Excerpt: "According to the United States, the working group that formulated Defendant's Initial VOW policy understood that the opt-out rights were fundamentally anticompetitive and harmful to consumers. (Id. ¶ 7.) Two members of the working group wrote that the opt-out right would be "abused beyond belief," with traditional brokers selectively withholding listings from particular VOW-based competitors, as they previously had been unable to do. (Id.) The chairman of the working group, according to the United States, also admitted that the opt-out right was likely to be exercised by brokers notwithstanding that "it may not be in the seller's best interest to opt out." (Id. (internal punctuation omitted).) However, the chairman "took comfort in the fact that the rule did not require brokers to disclose to clients that their listings would be withheld from some prospective purchasers as a result of the brokers' opt-out decision, thus providing brokers 'flexibility without conversation.'" (Id.)
 
Hopefully the AG will stop trying to destroy Real Estate as we know it. This has been a policy of the AG's office for more than the past 8 years.
 
Few things in life would bring me more satisfaction than to see these monopolistic Realtor Boards and their MLS organizatons busted wide open. They serve no purpose that advances the public good.
 
I completely detest NAR but this is one topic that gets misreported all the time. What this MLS, and many others are trying to do is to make sure that when an agent lists a house in the MLS that they actually follow through by being involved in any subsequent transaction.

What has happened is these idiot agents will allow a homeowner to list their house in the MLS for 1 or 2% commission. There's not enough money to pay for anything other than putting the property in the MLS. What happens then is when another agent brings in a buyer then they get stuck with all of the work that the listing agent should be doing. In effect, the listing agent doesn't get involved in their own transaction. These listing agents never describe this scenario to their sellers. It's worse for the selling agent because their interaction with the seller can be construed as being the agent of the seller. So the selling agent also has increased agency liability (implied agency) in addition to taking on the workload of the listing agent.

Our state came out with a similar law that mandates that there be a certain minimum level of service provided by a listing agent. Yep, they actually have to represent their sellers and not disappear.
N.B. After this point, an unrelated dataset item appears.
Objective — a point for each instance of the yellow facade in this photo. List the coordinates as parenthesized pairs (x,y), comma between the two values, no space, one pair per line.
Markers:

Who do these idiot judges think is forced to do the work when the listing agent has no obligation to follow through on their transactions? Worse yet, the selling agent has a fiduciary responsibility to their buyer to work in their best interest. So that forces them to do the work of the listing agent. Sure, it cost more money for consumers, but it is totally unfair to allow a listing agent to not be involved in a transaction to the detriment of their seller.

Unfortunately, these radical consumer action groups try to portray this scenario as Realtors trying to have the alternative service companies go out of business. Not at all, but those alternative companies have created a non-sensical business model that pushes their work onto the backs of their competitors.
 
Too many markets are falsely inflated by hidden sales concessions.

All states should mandate the recording of the HUD-1's.
 
Too many markets are falsely inflated by hidden sales concessions.

All states should mandate the recording of the HUD-1's.

This should have been a requirement before USPAP was changed requiring appraisers to report and analyze concessions. Example of how unrealistic USPAP is---just add the requirement on appraisers and don't worry about whether such information is actually available to appraisers or whether if available how reliable the information really is. IE.... everytime someone gets a bright idea to change USPAP to add anothe requirement there should be a requirement as what extent the information is catually available and how reliable are the current sources for such information. The USPAP writers couldn't be bothered by that though!